Netflix (NFLX -0.97%) shares surged Wednesday after the streaming leader beat subscriber expectations in its third quarter and guided for subscriber additions to accelerate in the fourth quarter.

While that was encouraging news after the company saw subscriber growth fall in each of the first two quarters of the year, there may be an even better reason to get excited about the stock right now.

The streaming giant is getting set to launch its new advertising business, and it could be huge. Here's what you need to know.

A person holding a remote in front of a TV.

Image source: Getty Images.

A long time coming

In early November, the company will begin offering a new basic-with-ads tier in 12 countries that makes up roughly 75% of global TV ad spend. The plan will cost 20% to 40% less than the typical basic plan. In the U.S., for example, Netflix plans to offer the basic with ads plan for $6.99/month, which compares to its $9.99/month price for its traditional basic plan. Ad plans will have roughly five minutes of advertising per hour.

The company tempered expectations for the new revenue stream, saying it wasn't expected to be material to fourth-quarter results because it was launching in the middle of the quarter, and it will take time for it to gain momentum and build up an audience. 

Netflix estimates that the market for TV advertising in the 12 countries where it's launching the ad tier is worth $140 billion, or about half of the size of the $300 billion pay-TV and streaming industry. In other words, Netflix just expanded its addressable market by roughly 50%.

The company also said that it gets 8% of total TV time in the U.S. and the U.K., two of its most established markets. If it were to convert that share into a share of the advertising market, it would give the company more than $10 billion in high-margin revenue.

Of course, Netflix isn't going to immediately sign up 200 million ad-based subscribers, and the company needs to be careful that the ad tier attracts the right kind of subscribers rather than cannibalizing premium accounts, but the opportunity for ad monetization is clearly there.
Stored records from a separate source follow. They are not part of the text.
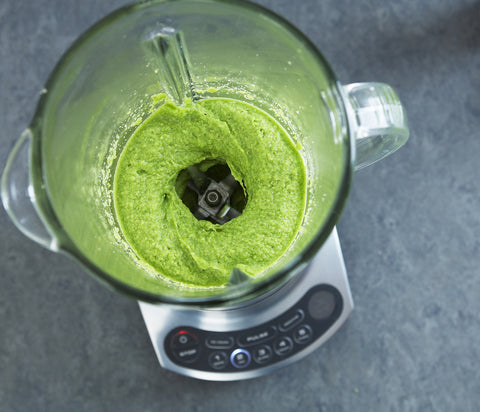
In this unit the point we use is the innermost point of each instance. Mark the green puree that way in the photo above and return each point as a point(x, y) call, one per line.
point(163, 231)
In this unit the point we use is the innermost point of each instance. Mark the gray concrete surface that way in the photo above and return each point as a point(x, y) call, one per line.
point(410, 235)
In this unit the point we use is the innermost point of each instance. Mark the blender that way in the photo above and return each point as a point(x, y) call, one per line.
point(57, 186)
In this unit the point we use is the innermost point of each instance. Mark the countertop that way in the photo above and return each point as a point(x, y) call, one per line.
point(410, 235)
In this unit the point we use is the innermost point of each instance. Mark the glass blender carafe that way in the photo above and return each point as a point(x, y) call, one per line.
point(57, 185)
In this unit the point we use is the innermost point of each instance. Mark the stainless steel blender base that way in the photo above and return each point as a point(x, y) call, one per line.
point(258, 337)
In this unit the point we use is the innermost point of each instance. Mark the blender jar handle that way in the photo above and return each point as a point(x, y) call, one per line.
point(377, 119)
point(18, 196)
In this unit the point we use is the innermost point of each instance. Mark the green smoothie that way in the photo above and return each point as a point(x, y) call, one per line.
point(162, 230)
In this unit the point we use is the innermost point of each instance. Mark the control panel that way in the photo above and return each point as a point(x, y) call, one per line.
point(259, 346)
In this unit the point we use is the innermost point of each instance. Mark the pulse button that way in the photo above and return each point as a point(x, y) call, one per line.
point(303, 334)
point(240, 358)
point(283, 346)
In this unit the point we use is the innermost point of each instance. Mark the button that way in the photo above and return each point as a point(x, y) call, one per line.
point(283, 346)
point(219, 343)
point(184, 338)
point(262, 354)
point(218, 360)
point(187, 355)
point(303, 334)
point(240, 358)
point(258, 336)
point(291, 320)
point(321, 305)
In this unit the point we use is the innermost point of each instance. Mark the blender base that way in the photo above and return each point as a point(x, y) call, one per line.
point(260, 336)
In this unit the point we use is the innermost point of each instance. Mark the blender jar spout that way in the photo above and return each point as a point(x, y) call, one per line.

Additionally, by offering a product at a lower price point, Netflix now has a subscription that can directly compete with lower-priced options like Disney+, Hulu's ad tier, Apple TV+, and Paramount+.

Why advertising could be a juggernaut

Netflix said that the advertisers' reaction to its new offering has been "extremely positive," and it's easy to see why. Netflix offers advertisers something they can't get anywhere else, a massive audience of more than 200 million households around the world with one platform. It gives advertisers the kind of targeting that you can't get with linear TV, and Netflix will be video-based and mostly on a large screen, which advertisers prefer.

There are also two major secular trends that favor Netflix's advertising business. First, growth in social media advertising has gotten crushed by Apple's new restrictions on ad targeting, cutting off a valuable opportunity for advertisers and sending them to look for alternatives.

Second, the linear TV ad ecosystem is collapsing as audiences are drawn to streaming. As co-CEO Reed Hastings noted on the earnings call, the more valuable 18 to 49 demographic has been even faster to migrate over to streaming services, meaning Netflix has just the kind of audience that TV advertisers want.

It's unclear how much ads on Netflix will cost advertisers, but they're likely to come at a premium. Variety had reported that the company was planning to start negotiations from $65 per thousand impressions (CPM), which is considered fairly high for the industry. Currently, viewers are watching billions of hours of content per week on Netflix. Even if the company had just 100 million hours of ad-based viewing a week and it charged $65 per CPM for 30-second ads, it would bring in $65 million in ad revenue per week, or more than $3 billion a year.

How fast Netflix can monetize the opportunity will depend on how fast subscribers sign up for the ad tier, but the ads business has a lot of potential to reignite growth for a stock that Wall Street seems to have bailed on.

While subscriber growth may not return to its previous heights, it's a mistake to think the growth story is over for Netflix as a business.